(Bloomberg) Lawmakers in the U.S. House and Senate are advancing dueling measures today that would provide a short-term cash infusion through May 2015 to a fund covering the federal share of road, bridge and mass-transit projects.
Both measures seek to forestall a slowdown in construction as early as next month resulting from Congress’s years-long inability to reach consensus on boosting infrastructure spending. The Senate plan relies on tax-compliance measures while the House doesn’t.
The action marks a departure by members of the Senate Finance Committee who earlier sought a shorter, six-month “patch” to pressure lawmakers to get a longer-term solution by year’s end.
A multiyear highway measure, covering as many as six years, is a top goal for business groups led by the U.S. Chamber of Commerce. House Speaker John Boehner said today there’s little prospect of Congress passing such a plan any time soon. Boehner reiterated his own opposition to raising the nation’s 18.4 cent-per-gallon gas tax that funds highway projects.
“We’re not going to get a long-term highway bill here over the next couple of months,” Boehner told reporters.
Lawmakers have just weeks to agree, as the existing two- year funding measure expires Sept. 30. The Department of Transportation predicts the Highway Trust Fund will run close to dry by next month.
The Senate Finance Committee plans to meet at 2:30 p.m. Washington time on a plan designed to draw support from members of both parties.
The biggest difference between the proposals is the Senate plan’s inclusion of two tax-compliance changes projected to generate $3.4 billion over the next decade, according to a summary released today by the Joint Committee on Taxation.
The Senate plan would have to pass on the floor of the chamber and be reconciled with the House plan.
The Senate proposal would require banks to give the Internal Revenue Service more information about mortgages, including the unpaid balance and property address. That would provide the IRS with additional tools in auditing taxpayers’ mortgage-interest deductions.

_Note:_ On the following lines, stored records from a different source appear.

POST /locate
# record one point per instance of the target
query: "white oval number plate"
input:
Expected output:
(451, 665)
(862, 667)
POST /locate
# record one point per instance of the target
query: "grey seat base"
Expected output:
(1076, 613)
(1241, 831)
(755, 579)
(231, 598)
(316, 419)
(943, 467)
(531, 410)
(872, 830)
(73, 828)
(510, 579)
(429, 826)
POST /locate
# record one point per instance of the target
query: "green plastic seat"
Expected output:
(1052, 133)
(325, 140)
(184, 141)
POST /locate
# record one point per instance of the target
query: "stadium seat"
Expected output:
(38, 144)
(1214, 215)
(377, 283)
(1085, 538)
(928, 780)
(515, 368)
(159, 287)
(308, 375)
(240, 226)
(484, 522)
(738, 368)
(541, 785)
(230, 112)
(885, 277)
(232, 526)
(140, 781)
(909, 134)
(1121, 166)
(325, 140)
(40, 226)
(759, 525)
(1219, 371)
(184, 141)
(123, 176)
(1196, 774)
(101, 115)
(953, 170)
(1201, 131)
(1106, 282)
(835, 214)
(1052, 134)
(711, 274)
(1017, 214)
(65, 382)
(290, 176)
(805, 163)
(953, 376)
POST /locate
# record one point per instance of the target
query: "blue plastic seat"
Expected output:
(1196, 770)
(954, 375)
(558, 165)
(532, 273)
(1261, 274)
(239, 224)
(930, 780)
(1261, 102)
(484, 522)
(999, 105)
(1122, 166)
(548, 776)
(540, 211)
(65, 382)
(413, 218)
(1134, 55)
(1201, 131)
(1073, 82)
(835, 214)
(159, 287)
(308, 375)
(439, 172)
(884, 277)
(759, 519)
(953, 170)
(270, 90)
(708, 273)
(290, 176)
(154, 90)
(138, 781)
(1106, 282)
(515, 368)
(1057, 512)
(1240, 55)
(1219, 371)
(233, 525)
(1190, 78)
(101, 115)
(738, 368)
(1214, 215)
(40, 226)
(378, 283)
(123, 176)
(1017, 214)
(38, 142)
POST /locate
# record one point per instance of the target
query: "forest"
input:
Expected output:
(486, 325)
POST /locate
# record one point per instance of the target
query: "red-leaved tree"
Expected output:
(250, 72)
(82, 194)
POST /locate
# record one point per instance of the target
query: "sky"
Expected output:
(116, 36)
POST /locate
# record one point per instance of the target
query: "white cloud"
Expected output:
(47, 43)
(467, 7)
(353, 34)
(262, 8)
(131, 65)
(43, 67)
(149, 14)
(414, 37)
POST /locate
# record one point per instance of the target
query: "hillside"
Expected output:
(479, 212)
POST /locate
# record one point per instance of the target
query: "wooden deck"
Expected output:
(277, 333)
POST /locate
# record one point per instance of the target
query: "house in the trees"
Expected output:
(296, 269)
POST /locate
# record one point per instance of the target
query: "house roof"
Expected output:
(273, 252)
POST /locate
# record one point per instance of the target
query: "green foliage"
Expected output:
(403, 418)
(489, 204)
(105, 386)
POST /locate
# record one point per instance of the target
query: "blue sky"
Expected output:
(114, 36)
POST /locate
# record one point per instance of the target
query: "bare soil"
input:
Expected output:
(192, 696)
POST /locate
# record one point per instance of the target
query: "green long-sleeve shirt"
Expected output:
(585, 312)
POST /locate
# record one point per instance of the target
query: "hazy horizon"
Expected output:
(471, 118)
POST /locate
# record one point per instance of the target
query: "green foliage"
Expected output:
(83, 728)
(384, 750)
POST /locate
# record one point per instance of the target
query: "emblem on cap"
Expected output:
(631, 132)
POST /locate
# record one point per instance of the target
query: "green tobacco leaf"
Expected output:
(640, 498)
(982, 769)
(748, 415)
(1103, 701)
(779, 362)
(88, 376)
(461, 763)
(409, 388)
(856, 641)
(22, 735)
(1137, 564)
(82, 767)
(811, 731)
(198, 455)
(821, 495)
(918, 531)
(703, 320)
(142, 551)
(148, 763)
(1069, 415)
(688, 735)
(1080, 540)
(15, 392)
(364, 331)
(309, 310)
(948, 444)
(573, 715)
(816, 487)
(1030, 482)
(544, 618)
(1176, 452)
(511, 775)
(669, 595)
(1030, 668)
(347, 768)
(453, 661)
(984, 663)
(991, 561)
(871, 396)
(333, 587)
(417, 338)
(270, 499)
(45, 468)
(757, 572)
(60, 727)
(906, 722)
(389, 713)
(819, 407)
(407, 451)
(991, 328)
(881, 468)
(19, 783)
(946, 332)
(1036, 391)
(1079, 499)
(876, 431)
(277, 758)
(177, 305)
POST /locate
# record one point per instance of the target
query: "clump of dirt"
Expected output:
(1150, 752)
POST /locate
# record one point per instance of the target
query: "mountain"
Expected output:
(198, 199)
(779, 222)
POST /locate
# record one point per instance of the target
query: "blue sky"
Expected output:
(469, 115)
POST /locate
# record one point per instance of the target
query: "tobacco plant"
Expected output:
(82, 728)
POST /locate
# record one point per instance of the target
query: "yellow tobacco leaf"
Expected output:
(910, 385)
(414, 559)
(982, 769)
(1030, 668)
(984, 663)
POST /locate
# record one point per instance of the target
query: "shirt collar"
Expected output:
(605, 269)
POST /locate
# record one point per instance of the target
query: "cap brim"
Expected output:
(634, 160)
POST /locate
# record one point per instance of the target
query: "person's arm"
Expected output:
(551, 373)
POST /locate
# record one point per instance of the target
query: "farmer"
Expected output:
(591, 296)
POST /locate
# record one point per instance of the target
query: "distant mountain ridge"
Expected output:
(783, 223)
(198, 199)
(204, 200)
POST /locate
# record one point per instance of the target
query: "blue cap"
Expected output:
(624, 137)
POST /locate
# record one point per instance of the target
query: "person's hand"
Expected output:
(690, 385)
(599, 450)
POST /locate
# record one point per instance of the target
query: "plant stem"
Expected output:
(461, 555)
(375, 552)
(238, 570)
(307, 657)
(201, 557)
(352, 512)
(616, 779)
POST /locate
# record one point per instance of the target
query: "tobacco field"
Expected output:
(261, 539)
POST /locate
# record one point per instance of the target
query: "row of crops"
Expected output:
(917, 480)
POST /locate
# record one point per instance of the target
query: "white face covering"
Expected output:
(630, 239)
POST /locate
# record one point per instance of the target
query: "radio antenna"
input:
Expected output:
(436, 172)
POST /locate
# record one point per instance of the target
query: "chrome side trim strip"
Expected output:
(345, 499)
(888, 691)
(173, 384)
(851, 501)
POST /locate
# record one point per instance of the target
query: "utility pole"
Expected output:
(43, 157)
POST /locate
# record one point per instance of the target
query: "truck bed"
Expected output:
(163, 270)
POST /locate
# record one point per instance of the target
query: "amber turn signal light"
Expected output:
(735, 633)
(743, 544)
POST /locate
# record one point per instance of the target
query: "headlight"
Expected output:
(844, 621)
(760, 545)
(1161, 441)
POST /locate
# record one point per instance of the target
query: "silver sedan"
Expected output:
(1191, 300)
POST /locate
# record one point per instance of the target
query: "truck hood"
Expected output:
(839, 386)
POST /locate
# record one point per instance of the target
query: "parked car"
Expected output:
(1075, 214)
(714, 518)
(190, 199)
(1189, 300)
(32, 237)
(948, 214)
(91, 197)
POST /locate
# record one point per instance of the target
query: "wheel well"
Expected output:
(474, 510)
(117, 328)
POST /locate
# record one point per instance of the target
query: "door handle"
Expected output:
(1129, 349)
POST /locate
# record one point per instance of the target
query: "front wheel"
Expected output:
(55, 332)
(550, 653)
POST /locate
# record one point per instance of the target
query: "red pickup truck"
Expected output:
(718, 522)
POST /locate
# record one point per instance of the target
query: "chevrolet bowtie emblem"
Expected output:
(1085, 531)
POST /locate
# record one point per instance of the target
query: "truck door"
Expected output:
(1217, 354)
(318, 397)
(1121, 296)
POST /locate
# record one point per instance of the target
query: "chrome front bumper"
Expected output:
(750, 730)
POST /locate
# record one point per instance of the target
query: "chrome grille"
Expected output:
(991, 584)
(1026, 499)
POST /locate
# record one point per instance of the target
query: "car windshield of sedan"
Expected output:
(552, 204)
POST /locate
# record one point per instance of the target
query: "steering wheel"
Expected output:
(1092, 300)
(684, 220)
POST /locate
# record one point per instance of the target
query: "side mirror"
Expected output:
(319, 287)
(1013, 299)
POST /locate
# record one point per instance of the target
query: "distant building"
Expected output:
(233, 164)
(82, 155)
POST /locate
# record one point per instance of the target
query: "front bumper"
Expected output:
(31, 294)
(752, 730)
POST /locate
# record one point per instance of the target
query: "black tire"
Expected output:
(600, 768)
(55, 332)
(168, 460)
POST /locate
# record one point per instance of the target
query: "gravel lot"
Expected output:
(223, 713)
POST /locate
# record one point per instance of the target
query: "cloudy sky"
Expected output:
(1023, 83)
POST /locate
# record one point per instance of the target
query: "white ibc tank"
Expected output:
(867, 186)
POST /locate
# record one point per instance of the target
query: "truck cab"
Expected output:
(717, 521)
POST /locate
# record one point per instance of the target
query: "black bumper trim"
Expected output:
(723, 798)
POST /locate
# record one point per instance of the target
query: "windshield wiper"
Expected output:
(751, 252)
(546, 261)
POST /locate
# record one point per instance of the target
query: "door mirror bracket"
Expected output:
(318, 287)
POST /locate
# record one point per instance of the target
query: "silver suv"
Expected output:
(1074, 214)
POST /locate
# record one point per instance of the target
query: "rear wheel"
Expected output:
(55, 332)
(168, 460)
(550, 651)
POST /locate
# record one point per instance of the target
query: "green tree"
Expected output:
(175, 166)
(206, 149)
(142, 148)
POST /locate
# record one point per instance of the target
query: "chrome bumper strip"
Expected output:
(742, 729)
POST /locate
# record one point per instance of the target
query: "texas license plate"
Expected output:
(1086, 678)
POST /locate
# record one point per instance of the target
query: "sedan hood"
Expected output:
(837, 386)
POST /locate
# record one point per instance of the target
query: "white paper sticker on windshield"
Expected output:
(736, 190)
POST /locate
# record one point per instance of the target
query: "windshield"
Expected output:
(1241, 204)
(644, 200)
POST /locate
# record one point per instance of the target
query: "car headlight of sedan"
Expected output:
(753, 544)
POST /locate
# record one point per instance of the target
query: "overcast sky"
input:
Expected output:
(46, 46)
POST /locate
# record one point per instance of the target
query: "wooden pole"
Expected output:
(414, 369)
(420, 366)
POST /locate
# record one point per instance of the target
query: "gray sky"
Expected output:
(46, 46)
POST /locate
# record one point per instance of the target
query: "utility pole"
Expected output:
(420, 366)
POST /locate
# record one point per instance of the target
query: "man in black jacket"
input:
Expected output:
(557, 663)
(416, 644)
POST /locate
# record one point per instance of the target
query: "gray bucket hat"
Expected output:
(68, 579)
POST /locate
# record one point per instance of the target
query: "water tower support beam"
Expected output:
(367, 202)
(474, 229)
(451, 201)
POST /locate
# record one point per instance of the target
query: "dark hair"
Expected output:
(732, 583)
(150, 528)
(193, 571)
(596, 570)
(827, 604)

Another tax-compliance provision would give the IRS more time to pursue taxpayers who overstate their basis in certain transactions and thus underreport capital gains.
The Senate proposal doesn’t include a provision in an earlier version that would have required people who inherit individual retirement accounts to take taxable distributions within five years, rather than over an extended period linked to the heirs’ life expectancy.
It also doesn’t include language from prior versions that would have allowed U.S. officials to revoke the passports of people with significant tax debts.
The main division in Congress is over how to boost transportation funding as the current methods for paying into the trust fund rely on gasoline and diesel-fuel taxes that haven’t kept up with the pace of new projects.
Transportation Secretary Anthony Foxx has said that without a deal in Congress, federal payments to states will begin to slow as soon as Aug. 1, at the height of the construction season.
The House Ways and Means Committee today approved, by voice vote, a plan to provide about $10 billion for road, bridge and mass transit projects through May 2015. The panel rejected, 16-23, a Democratic amendment to provide funds only through Dec. 31 with the intention of approving a six-year plan by then.
Representative Sander Levin of Michigan, the panel’s ranking Democrat, said a year-end deadline is the only way to keep enough pressure on lawmakers in both parties to agree to a better and broader way to finance infrastructure.
Republican Chairman Dave Camp, also from Michigan, argued for his longer-term approach to forestall another trust fund solvency crisis right after the November elections.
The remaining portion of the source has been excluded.